Our nature lies in movement; complete calm is death.

—Blaise Pascal, c. 1640

See one promontory (said Socrates of old), one mountain, one sea, one river, and see all.

—Robert Burton, c. 1620

Thanks to the interstate highway system, it is now possible to travel from coast to coast without seeing anything.

—Charles Kuralt, c. 1980

Traveling is like gambling: it is ever connected with winning and losing, and generally where least expected we receive more or less than we hoped for.

—Johann Wolfgang von Goethe, 1797

Traveling is the ruin of all happiness! There’s no looking at a building here after seeing Italy.

—Fanny Burney, 1782

Journeys, like artists, are born and not made. A thousand differing circumstances contribute to them, few of them willed or determined by the will—whatever we may think.

—Lawrence Durrell, 1957

Travelers, poets, and liars are three words all of one significance.

—Richard Brathwaite, 1631

All traveling becomes dull in exact proportion to its rapidity.

—John Ruskin, 1856

After midnight the moon set and I was alone with the stars. I have often said that the lure of flying is the lure of beauty, and I need no other flight to convince me that the reason flyers fly, whether they know it or not, is the aesthetic appeal of flying.

—Amelia Earhart, 1935

There ain’t no surer way to find out whether you like people or hate them than to travel with them.

—Mark Twain, 1894

If I had no duties, and no reference to futurity, I would spend my life in driving briskly in a post-chaise with a pretty woman.

—Samuel Johnson, 1777

It is delightful to read on the spot the impressions and opinions of tourists who visited a hundred years ago, in the vehicles and with the aesthetic prejudices of the period, the places which you are visiting now. The voyage ceases to be a mere tour through space; you travel through time and thought as well.

—Aldous Huxley, 1925

Travel is like adultery: one is always tempted to be unfaithful to one’s own country. To have imagination is inevitably to be dissatisfied with where you live.

—Anatole Broyard, 1989

According to the law of custom, and perhaps of reason, foreign travel completes the education of an English gentleman.

—Edward Gibbon, c. 1794

For my part, I travel not to go anywhere, but to go. I travel for travel’s sake. The great affair is to move.
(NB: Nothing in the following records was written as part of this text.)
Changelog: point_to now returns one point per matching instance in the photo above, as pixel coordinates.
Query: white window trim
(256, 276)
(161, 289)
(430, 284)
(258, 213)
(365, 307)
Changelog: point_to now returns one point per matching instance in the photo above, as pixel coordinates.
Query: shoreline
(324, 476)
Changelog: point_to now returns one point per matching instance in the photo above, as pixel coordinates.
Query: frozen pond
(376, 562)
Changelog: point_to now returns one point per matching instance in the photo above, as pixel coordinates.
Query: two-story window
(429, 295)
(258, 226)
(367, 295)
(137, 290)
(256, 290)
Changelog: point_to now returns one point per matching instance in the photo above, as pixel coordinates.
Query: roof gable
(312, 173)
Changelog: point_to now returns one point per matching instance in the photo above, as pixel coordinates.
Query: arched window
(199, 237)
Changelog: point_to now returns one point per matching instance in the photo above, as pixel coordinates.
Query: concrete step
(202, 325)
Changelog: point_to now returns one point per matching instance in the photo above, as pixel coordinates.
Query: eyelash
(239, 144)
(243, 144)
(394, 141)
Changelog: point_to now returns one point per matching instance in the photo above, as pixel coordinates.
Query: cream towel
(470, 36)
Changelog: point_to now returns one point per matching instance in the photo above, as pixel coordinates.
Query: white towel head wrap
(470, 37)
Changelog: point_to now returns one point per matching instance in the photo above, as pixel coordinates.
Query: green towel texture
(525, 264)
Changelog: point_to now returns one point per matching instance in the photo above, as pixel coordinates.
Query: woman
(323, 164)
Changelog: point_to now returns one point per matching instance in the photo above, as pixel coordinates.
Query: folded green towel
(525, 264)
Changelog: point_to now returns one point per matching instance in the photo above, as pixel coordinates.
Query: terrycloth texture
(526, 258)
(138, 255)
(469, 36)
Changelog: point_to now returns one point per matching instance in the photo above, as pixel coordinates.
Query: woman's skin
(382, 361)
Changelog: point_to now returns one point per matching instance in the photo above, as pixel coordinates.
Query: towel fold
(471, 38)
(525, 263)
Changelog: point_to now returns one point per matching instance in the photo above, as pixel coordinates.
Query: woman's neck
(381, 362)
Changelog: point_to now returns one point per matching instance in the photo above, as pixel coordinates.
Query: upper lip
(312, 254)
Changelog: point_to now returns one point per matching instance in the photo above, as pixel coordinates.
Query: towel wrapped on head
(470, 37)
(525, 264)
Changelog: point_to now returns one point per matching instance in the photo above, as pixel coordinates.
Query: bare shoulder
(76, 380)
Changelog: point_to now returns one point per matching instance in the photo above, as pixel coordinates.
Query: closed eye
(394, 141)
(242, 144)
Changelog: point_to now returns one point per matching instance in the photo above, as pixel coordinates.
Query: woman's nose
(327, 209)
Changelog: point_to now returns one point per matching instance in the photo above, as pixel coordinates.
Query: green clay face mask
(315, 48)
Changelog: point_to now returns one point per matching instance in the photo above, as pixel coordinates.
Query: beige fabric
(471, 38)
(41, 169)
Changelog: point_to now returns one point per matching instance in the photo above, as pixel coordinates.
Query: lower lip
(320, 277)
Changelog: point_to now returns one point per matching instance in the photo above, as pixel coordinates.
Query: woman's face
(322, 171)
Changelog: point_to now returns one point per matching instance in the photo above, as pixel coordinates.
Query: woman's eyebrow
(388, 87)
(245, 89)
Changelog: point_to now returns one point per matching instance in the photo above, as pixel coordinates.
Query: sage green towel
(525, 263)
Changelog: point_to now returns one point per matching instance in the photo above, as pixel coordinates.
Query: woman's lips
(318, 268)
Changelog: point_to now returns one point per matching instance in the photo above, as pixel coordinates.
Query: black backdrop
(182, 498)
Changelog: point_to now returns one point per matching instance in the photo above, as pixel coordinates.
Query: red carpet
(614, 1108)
—Robert Louis Stevenson, 1879

The soul of a journey is liberty, perfect liberty, to think, feel, do just as one pleases. We go on a journey chiefly to be free of all impediments and of all inconveniences—to leave ourselves behind, much more to get rid of others.

—William Hazlitt, 1822

The traveler with nothing on him sings in the robber’s face.

—Juvenal, c. 125

The traveler was active; he went strenuously in search of people, of adventure, of experience. The tourist is passive; he expects interesting things to happen to him. He goes “sightseeing.”

—Daniel Boorstin, 1961

There is nothing worse for mortals than a wandering life.

—Homer, c. 750 BC

More and more I like to take a train. I understand why the French prefer it to automobiling—it is so much more sociable, and of course these days so much more of an adventure, and the irregularity of its regularity is fascinating.

—Gertrude Stein, 1943

Traveling is like flirting with life. It’s like saying, “I would stay here and love you, but I have to go; this is my station.”

—Lisa St. Aubin de Terán, 1989

I think that to get under the surface and really appreciate the beauty of any country, one has to go there poor.

—Grace Moore, 1944

A traveler’s chief aim should be to make men wiser and better, and to improve their minds by the bad—as well as good—example of what they deliver concerning foreign places.

—Jonathan Swift, 1726

I am leaving the town to the invaders: increasingly numerous, mediocre, dirty, badly behaved, shameless tourists.

—Brigitte Bardot, 1989

I haven’t been everywhere, but it’s on my list.

—Susan Sontag, 1977

Those who travel heedlessly from place to place, observing only their distance from each other and attending only to their accommodation at the inn at night, set out fools, and will certainly return so.